The ’60s: Graduated college, worked for IBM as an SE on 1400 and then early S/360 systems (MCW 101, BR 15, assembly, dbomp).
1971: TIME_SHARING – keying PL/I programs via an IBM 1051 terminal into an IBM 360/67 TSS system at NASA Lewis (now Glenn) as staff for a consulting company.
The ’70s: Worked at above consulting company; Xerox Data Systems, IBM systems programmer, small OEM/consulting company (CODYSL databases, COBOL, Assembly, BASIC).
1981: MICROs – Keying BASIC programs via dumb CRT terminals into micro-computers (Alpha Micro, IBM System 23), as staff of an OEM/consulting company.
The ’80s: Micros, PCs, Tandem Computers, transaction processing, relational databases, tech support on ATM network, ethernet, scripting.

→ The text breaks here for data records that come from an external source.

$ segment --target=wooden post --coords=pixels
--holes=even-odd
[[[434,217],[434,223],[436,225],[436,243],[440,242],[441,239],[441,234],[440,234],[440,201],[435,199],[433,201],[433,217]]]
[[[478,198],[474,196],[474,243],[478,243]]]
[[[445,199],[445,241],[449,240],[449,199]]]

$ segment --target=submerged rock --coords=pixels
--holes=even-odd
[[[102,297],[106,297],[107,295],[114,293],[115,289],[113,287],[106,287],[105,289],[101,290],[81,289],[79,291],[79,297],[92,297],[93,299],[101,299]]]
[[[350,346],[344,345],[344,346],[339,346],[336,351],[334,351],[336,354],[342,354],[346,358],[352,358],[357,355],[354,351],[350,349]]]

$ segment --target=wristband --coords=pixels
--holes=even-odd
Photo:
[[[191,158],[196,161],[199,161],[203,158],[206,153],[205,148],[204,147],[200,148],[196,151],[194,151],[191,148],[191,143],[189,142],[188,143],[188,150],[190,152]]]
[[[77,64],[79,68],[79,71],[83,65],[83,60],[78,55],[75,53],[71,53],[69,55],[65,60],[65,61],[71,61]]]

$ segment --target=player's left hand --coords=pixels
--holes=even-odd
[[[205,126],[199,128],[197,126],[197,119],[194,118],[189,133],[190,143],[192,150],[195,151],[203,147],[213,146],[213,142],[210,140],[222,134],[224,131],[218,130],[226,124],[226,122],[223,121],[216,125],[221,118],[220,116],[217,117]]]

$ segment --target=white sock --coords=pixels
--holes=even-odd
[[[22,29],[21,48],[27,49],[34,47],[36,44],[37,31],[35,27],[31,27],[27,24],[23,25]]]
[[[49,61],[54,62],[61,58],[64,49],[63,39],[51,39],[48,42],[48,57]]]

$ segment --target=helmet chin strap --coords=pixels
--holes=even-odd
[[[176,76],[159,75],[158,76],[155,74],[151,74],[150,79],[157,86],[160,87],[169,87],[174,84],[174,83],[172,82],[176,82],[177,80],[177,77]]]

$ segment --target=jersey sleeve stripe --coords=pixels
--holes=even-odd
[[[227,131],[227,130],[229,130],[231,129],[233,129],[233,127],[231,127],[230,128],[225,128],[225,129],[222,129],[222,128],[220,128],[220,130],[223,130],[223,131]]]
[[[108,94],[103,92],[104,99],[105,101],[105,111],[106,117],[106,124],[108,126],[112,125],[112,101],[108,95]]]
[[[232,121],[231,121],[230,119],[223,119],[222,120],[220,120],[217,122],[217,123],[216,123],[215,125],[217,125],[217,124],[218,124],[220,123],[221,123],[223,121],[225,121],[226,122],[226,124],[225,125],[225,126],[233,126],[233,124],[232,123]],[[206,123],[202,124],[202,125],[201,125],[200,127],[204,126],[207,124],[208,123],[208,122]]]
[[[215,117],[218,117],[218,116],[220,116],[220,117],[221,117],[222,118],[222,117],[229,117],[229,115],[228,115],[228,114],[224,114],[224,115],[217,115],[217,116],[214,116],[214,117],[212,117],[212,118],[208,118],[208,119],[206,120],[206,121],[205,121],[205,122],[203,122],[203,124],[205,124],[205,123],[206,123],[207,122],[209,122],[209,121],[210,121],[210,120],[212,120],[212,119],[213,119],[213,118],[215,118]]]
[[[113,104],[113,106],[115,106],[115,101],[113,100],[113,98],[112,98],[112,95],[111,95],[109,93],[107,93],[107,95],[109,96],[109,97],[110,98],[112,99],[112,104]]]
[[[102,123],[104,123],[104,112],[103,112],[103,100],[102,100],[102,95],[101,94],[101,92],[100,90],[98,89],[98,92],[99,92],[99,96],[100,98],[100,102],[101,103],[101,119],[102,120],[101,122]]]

1991: LANS – Using a networked PC for proactive monitoring, as part of tech support on a large ATM and POS network.
The ’90s: Tandem to UNIX – consulting; 10 Base-T, Oracle, Informix; software vendor; on-site consultant; in-house staff person; Linux.
2001: Web, UNIX – Sys admin, using a PC on the LAN and Internet to monitor and support a network of 30 UNIX systems, 100 Base-T, ATM.